Our town manager gave the bad news at the town board meeting last Thursday night that we did not get the grant.
In fact, our application scored so low that the state folks managing the grant process told us we needn’t apply again.
So, where are we in the process now that this grant source is not available?
The town public works and financial staff will do an in-depth update to the board at the March 9 town retreat.
But I believe I already know where we are heading. Like the old Buck Horn water tank that was replaced on Satulah a number of years ago, we can continue to use the current pre-clarifier tank as we begin the process of replacing it.
As in the case of the Buck Horn water tank, it remained in service, albeit leaking, until the new tank was completed. We may be able to implement a similar procedure for the pre-clarifier tank.

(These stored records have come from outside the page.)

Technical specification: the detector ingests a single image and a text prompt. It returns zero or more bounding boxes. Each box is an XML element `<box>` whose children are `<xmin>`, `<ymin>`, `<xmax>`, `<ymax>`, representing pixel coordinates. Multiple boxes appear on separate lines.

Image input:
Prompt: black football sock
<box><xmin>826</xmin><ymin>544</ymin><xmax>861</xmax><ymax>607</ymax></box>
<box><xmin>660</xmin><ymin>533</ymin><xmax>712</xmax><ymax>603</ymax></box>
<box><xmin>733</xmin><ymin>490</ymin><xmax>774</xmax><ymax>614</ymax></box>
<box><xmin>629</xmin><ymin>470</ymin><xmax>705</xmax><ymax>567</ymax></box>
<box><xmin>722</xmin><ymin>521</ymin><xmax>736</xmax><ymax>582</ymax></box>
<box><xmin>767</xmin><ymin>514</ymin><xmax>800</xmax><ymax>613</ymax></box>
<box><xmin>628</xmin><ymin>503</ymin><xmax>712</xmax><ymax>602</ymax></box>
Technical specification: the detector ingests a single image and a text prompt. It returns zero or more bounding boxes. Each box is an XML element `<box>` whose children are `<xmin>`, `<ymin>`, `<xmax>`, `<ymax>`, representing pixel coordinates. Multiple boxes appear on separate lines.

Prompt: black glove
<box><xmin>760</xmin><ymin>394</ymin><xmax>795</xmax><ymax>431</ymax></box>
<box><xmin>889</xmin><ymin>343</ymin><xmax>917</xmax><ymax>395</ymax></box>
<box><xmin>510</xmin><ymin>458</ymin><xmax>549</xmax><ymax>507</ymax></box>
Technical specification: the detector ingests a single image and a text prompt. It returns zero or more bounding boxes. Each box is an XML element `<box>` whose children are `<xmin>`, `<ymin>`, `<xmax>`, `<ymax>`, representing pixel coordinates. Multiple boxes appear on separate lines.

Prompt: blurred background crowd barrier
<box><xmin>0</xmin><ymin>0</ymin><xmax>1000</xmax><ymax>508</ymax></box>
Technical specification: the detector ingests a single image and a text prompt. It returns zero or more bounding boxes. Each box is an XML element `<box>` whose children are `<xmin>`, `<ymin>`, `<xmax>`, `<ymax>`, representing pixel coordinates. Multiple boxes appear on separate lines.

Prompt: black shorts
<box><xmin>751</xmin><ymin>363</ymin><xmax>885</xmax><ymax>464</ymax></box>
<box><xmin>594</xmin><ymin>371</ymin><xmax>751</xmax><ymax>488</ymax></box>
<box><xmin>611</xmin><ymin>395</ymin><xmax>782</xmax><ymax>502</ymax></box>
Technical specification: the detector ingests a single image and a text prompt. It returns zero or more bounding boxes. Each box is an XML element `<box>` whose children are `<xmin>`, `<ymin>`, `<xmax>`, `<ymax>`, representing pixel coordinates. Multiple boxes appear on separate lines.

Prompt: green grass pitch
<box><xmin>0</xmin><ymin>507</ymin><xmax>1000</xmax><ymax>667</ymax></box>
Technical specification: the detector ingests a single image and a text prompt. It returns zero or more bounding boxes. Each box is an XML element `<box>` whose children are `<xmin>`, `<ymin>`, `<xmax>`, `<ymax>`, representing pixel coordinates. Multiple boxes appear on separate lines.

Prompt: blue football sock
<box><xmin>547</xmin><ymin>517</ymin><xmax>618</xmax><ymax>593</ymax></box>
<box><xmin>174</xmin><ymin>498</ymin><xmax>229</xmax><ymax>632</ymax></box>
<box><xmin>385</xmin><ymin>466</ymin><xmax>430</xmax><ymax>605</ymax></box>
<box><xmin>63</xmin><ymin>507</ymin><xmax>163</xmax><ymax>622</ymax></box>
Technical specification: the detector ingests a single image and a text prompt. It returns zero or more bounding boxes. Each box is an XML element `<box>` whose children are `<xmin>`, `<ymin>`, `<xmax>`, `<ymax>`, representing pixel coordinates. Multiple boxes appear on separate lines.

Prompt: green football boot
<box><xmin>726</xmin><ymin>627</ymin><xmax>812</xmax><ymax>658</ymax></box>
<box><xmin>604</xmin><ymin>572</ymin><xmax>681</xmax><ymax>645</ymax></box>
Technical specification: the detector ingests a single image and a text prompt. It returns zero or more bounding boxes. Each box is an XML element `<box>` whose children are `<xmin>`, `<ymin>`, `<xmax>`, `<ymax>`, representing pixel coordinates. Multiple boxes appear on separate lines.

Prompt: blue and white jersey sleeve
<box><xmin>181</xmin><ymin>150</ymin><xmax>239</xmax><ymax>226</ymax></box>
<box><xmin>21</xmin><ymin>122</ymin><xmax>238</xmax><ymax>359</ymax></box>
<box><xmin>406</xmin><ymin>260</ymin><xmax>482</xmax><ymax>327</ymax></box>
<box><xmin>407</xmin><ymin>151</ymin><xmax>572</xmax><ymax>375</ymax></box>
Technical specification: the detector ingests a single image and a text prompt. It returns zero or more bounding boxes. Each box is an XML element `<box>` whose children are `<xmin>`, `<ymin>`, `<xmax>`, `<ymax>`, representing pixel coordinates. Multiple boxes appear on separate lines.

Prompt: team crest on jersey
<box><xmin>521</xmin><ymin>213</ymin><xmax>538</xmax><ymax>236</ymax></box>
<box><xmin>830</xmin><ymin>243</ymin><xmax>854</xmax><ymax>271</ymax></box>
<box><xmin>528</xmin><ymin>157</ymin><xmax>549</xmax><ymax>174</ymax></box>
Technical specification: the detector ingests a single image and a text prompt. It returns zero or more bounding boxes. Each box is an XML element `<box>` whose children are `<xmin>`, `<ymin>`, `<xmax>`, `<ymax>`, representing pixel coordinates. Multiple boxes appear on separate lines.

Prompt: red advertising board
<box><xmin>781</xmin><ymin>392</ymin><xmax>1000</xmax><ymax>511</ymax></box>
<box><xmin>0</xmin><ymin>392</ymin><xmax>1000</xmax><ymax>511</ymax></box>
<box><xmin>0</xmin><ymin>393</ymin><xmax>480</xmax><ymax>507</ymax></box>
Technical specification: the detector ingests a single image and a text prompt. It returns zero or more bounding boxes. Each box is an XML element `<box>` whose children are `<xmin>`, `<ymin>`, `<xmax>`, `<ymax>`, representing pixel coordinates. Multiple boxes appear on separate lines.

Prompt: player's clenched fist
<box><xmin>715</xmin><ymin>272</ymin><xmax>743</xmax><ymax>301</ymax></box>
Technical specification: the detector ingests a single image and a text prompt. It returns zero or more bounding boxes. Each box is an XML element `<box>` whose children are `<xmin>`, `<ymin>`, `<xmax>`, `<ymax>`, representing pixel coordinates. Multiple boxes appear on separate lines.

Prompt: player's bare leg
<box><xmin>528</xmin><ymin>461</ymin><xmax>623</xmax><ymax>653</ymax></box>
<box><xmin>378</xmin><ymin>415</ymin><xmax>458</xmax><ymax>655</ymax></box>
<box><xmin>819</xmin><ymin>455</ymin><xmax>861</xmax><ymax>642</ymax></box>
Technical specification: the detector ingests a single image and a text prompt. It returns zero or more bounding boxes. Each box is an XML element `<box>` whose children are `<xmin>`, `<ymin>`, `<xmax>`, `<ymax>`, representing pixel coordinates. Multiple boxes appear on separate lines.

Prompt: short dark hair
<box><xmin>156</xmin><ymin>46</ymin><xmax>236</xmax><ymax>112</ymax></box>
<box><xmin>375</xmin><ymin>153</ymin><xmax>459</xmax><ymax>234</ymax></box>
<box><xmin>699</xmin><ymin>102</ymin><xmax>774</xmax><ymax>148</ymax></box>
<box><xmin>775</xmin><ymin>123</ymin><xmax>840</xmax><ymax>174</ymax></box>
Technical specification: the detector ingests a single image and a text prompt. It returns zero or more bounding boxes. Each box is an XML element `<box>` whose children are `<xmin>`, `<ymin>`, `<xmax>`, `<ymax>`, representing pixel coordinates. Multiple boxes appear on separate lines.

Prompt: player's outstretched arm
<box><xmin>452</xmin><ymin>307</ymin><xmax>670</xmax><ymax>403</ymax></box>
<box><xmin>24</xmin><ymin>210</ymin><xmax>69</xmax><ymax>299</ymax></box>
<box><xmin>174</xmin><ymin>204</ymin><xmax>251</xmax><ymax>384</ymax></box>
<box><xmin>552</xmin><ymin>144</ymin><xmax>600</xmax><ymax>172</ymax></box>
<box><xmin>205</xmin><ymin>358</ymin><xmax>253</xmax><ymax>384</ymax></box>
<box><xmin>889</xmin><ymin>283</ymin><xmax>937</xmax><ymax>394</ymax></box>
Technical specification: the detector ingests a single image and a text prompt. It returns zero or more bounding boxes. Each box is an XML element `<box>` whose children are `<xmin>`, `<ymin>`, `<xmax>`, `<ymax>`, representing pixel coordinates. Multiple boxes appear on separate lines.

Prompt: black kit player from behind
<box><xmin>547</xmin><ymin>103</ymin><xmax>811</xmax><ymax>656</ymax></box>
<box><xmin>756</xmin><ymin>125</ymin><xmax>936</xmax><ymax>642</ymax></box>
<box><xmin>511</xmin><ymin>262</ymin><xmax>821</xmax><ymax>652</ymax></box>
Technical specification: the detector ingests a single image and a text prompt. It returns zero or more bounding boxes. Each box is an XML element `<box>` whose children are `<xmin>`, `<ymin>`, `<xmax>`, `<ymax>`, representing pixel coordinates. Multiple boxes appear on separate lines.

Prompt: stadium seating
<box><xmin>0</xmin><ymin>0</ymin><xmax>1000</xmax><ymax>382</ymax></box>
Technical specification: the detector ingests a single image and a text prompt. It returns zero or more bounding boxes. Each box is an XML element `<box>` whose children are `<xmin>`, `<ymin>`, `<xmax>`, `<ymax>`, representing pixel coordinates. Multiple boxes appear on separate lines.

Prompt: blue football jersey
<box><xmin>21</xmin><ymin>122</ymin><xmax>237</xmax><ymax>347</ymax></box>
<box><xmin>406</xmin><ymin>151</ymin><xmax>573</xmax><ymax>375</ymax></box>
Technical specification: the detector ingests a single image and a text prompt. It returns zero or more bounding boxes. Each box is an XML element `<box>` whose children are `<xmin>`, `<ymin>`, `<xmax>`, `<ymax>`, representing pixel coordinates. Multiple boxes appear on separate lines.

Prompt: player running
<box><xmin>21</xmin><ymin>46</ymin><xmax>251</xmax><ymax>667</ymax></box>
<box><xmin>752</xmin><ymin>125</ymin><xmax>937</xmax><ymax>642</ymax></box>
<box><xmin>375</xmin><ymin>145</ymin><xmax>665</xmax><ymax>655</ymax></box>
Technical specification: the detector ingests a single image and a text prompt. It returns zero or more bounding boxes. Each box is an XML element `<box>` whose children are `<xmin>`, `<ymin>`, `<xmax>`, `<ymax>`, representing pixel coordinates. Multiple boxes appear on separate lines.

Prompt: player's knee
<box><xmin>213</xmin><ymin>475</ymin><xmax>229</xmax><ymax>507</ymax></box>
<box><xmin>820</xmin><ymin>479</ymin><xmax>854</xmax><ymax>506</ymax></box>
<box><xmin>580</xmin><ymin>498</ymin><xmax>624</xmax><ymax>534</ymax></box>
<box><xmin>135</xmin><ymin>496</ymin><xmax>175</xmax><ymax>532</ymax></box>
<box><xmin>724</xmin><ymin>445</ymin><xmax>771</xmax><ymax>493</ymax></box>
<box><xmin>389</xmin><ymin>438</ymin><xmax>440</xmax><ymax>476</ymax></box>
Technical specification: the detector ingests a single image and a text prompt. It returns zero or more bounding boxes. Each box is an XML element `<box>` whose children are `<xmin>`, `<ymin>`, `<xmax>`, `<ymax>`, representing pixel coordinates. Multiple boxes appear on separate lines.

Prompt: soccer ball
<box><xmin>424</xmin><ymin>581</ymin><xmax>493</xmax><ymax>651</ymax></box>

I foresee the town staff and expert engineers beginning an extensive design process for the new pre-clarifier tank this coming fiscal year. The critical first stage in such a major waterworks project is to develop and test a design plan before construction begins.
It will take time for the engineering of this new tank to be completed. We did a similar process with replacing the Buck Horn water tank. One year was pretty much devoted to the design/engineering phase, followed in the next year of the actual construction phase.
The engineering phase of this new project will give the town a more exact cost estimate for building the new pre-clarifier tank. Inflation has changed our previous estimates. There are several design and construction options that will have to be carefully considered.
In the meantime, town staff will explore financing options for the project. There may be other grant sources, or we may have to consider a low-interest revolving loan.
Several financial options must be considered. Do we tap into town reserve funds to build the tank? Do we use some reserves and finance the rest? Or do we finance what entire project with a low-interest loan.
Right now, financing a project like this using conventional loan sources would not be desirable. But, maybe in a year, the rates may be lower.
At the all-day town retreat Lamar Nix, our public works director, will present a more detailed report assessing the situation with the pre-clarifier tank and how to proceed. Lamar will also present an overview of public works projects that are on the schedule for the next fiscal year. We will also hear reports from directors of the recreation, IT, police, and fire departments.
There will also be a review of utility rates. I anticipate, like last year, that electric, water/sewer, and garbage rates will remain the same despite the inflationary pressures we all have experienced.